Back at the compound, Teresa was there to meet them. She did not ask where they had gone or what they had seen.

Dasch stepped inside his office to collect a briefcase full of paperwork. Ritter followed him in, leaving Carter alone with Teresa.

Teresa fidgeted awkwardly, stuffing her hands in her pockets and tapping a foot in the dirt as she kept time to some rhythm that was pounding in her head. Suddenly she turned to him and pointed out into the dark, down the long, twisting dirt road that led back towards the city. ‘Leave,’ she murmured to him. ‘Go, before it is too late.’

‘I’ve been meaning to ask you,’ said Carter. ‘Is it personal, or do you treat everyone like this?’

She stepped closer to him.

Even in the dark, Carter could see the anger on her face.

‘All my life,’ she said, ‘I have watched people gather around my father, like hyenas around a lion when it has made a kill. They wait for the scraps he leaves behind and my father mistakes this for friendship, when the truth is that those hyenas would vanish in an instant if the food ever ran out. So the answer is no, Mr Carter. It is not personal. But I know your kind, and that is usually enough.’

‘You’re forgetting something,’ said Carter.

‘And what is that?’ she asked.

‘I didn’t come to him. He came to me.’

At that moment, Ritter and Dasch emerged from the office.

‘Climb in, Mr Carter,’ ordered Dasch.

‘Where are we going?’ he asked.

‘To your new luxury accommodation! And by luxury, I mean it has a roof that does not leak.’

‘To have any roof at all,’ said Ritter, ‘is luxury enough in this town.’

As they drove along the moonlit roads, streetlamps, neglected since the war, cast hurdles of shadow across their path.

Carter thought about Teresa’s warning to get out while there was time. It seemed to him now like less of a threat, and more of a warning by which he might still save himself. He wished he could have told Teresa it was already too late, not only for him but for her as well.

Carter’s luxury accommodation turned out to be a one-room attic apartment on Bertricherstrasse, overlooking Vorgebirgs Park. It was located above an electrical appliance repair shop which did not even seem to have a name although, judging from the number of vacuum cleaners, lamps and toasters in the front window, all of them tagged with the names of their owners and ready to be collected, the shopkeeper and his customers were already well acquainted.

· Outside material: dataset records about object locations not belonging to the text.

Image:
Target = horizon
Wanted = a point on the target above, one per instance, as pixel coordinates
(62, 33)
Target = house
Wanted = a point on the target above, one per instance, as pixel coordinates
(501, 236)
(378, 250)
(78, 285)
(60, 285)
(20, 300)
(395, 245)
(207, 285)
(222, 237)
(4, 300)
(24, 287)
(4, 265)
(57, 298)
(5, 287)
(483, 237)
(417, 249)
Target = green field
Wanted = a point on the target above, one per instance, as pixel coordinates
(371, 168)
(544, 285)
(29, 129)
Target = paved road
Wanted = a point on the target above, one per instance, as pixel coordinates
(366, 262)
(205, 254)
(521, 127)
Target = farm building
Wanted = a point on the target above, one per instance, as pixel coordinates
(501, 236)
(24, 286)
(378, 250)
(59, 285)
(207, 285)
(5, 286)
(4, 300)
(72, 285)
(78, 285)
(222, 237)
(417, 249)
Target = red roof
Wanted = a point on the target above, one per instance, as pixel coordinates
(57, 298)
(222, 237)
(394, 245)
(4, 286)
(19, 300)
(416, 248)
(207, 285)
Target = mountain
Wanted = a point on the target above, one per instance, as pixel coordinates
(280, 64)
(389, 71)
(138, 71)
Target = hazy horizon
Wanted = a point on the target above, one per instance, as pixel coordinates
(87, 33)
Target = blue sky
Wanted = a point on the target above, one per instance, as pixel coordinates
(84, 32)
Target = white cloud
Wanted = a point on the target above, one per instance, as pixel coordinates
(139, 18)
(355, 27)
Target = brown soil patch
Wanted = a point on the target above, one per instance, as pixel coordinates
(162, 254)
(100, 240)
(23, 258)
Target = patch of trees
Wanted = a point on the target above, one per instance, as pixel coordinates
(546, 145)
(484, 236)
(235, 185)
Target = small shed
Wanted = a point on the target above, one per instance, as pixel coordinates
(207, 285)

‘And here is your luxury transport,’ said Ritter, pointing to a rusted bicycle with a sagging leather seat which was leaning up against the wall of the building.

As soon as they had gone, Carter made his way up to the apartment, which was reached by climbing a narrow staircase attached to the side of the building. It had two windows: one at the front, which looked out over the street, and one at the back, which had a view of a brick wall and an alleyway below. Under any normal circumstances, it was too small to be comfortable, but the prison cell in which he had spent the best part of the previous year had altered his sense of surroundings. Open spaces made him nervous now and Carter had begun to doubt if that was ever going to change. Besides, it had a roof and, more importantly, it didn’t have bars on the windows.